NP. Why do you care? God, Americans can be such insufferable busy bodies. Mind your own business!


Uh they care because they don't want to read on the news that there was a fire and OP's mom couldn't get out and the firefighters couldn't get in fast enough....?

Much lower odds than her living another 10-20 years and being a burden on OP
Anonymous
Post 01/19/2025 19:15     Subject: Overnight in-home care so the rest of the family can sleep at night?

Anonymous wrote:
Anonymous wrote:Wouldn't a cate facility medicate her at night? They would not have someone sitting with her...


Not sitting with her, but around and awake, and checking on her regularly. Plus memory care units usually have some means of keeping patients from eloping (my dad was somewhere where you had to punch in the year before opening the door to the wing or an alarm would sound)

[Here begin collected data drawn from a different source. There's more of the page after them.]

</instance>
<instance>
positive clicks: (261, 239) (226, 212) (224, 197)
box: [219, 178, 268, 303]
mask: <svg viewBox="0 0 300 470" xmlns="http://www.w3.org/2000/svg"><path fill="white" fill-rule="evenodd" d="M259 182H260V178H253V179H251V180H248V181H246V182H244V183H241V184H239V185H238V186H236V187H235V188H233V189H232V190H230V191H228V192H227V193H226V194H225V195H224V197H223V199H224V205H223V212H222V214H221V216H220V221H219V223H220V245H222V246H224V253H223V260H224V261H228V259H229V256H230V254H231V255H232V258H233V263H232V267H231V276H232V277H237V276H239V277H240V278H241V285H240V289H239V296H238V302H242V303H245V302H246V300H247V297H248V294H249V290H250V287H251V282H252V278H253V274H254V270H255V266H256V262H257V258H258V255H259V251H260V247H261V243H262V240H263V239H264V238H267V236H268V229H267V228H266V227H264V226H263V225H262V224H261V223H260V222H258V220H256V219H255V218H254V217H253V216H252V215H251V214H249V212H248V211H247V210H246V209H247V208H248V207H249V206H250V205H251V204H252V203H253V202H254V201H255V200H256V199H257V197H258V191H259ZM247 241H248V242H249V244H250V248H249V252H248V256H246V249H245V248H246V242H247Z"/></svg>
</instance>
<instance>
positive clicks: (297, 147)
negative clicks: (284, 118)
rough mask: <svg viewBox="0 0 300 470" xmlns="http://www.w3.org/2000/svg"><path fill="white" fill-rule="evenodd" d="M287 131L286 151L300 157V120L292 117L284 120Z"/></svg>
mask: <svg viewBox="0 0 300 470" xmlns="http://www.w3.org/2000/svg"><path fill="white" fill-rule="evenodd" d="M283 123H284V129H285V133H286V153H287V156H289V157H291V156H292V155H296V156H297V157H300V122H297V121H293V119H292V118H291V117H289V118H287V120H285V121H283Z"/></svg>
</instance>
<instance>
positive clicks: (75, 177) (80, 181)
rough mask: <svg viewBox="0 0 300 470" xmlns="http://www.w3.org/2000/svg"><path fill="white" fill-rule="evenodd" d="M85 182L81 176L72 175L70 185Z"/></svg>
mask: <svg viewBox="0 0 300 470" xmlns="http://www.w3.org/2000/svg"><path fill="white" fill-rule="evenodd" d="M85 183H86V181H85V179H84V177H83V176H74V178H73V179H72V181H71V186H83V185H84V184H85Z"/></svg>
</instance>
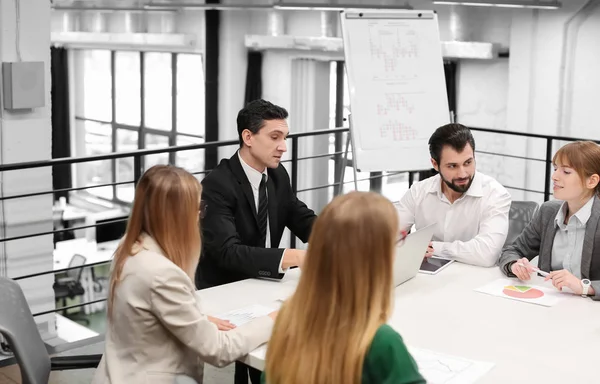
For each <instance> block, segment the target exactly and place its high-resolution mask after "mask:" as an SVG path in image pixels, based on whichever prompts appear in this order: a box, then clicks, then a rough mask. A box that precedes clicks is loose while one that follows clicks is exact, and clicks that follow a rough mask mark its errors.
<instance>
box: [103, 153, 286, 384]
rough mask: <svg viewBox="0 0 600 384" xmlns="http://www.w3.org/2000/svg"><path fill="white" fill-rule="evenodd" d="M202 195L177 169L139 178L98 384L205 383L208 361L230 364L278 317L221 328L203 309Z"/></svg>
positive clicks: (155, 171) (169, 166) (268, 328)
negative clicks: (199, 293)
mask: <svg viewBox="0 0 600 384" xmlns="http://www.w3.org/2000/svg"><path fill="white" fill-rule="evenodd" d="M201 190H202V187H201V185H200V183H199V182H198V180H197V179H196V178H195V177H194V176H192V175H191V174H190V173H188V172H186V171H184V170H183V169H181V168H177V167H174V166H168V165H157V166H154V167H152V168H150V169H149V170H148V171H147V172H146V173H145V174H144V175H143V176H142V178H141V179H140V181H139V183H138V185H137V187H136V192H135V200H134V202H133V208H132V211H131V215H130V217H129V221H128V223H127V230H126V233H125V236H124V238H123V239H122V240H121V243H120V245H119V247H118V248H117V251H116V253H115V255H114V260H113V265H112V273H111V278H110V286H109V296H108V326H107V331H106V338H105V352H104V356H103V358H102V361H101V363H100V366H99V367H98V369H97V371H96V374H95V377H94V383H98V384H100V383H102V384H109V383H119V384H120V383H169V384H171V383H173V382H174V380H175V377H176V376H177V375H179V374H184V375H188V376H191V377H193V378H195V379H196V380H197V381H198V382H202V370H203V362H208V363H210V364H213V365H217V366H223V365H226V364H229V363H231V362H233V361H235V360H237V359H238V358H240V357H242V356H244V355H246V354H247V353H248V352H250V351H251V350H253V349H255V348H256V347H258V346H259V345H260V344H262V343H264V342H266V341H267V340H268V337H269V335H270V333H271V330H272V326H273V316H274V314H272V316H271V317H269V316H265V317H263V318H260V319H256V320H254V321H252V322H250V323H247V324H245V325H244V326H241V327H238V328H235V329H231V330H229V331H220V330H219V329H218V327H217V325H216V324H215V322H213V321H211V320H210V319H209V318H208V317H207V316H206V315H205V314H204V313H203V312H202V305H201V303H200V302H199V300H198V298H197V297H196V295H195V286H194V283H193V276H194V272H195V269H196V265H197V263H198V257H199V255H200V248H201V239H200V217H201V207H202V204H201V201H200V196H201ZM232 328H233V327H232Z"/></svg>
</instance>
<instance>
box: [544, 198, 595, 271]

Yes, a good memory care facility will have the unit under lockdown, so you need a code to enter or exit. They will have a nice outdoor area that is contained as well, so on nice days residents can safely be outside. But I would never put a loved one in a facility that didnt' have it on lockdown for memory care. It simply isn't safe. You are already seeing that with your mother in your home, and it will only get worse unfortunately.
Anonymous
Post 01/19/2025 19:04     Subject: Re:Overnight in-home care so the rest of the family can sleep at night?

Anonymous wrote:
Anonymous wrote:
Anonymous wrote:OP again - the basement bedroom is legal.


It has a window big enough for firefighters to enter / exit? Also has hard wired smoke detectors?(Sorry if it does! A lot of people don't know what legal basement bedroom entails)


NP. Why do you care? God, Americans can be such insufferable busy bodies. Mind your own business!


I agree,
So stupid. And it’s the same in every forum - if something is slightly against the rules there’s always some busybody
Anonymous
Post 01/19/2025 18:58     Subject: Re:Overnight in-home care so the rest of the family can sleep at night?

Anonymous wrote:OP here - We are trying that but so far, its not really working. I'm concerned that the amount of meds that it will take to knock her out may worsen her dementia. But yes, its definitely an option we are exploring. Just thinking about a backup plan.


Her dementia is getting worse regardless, as we speak. Just medicate her.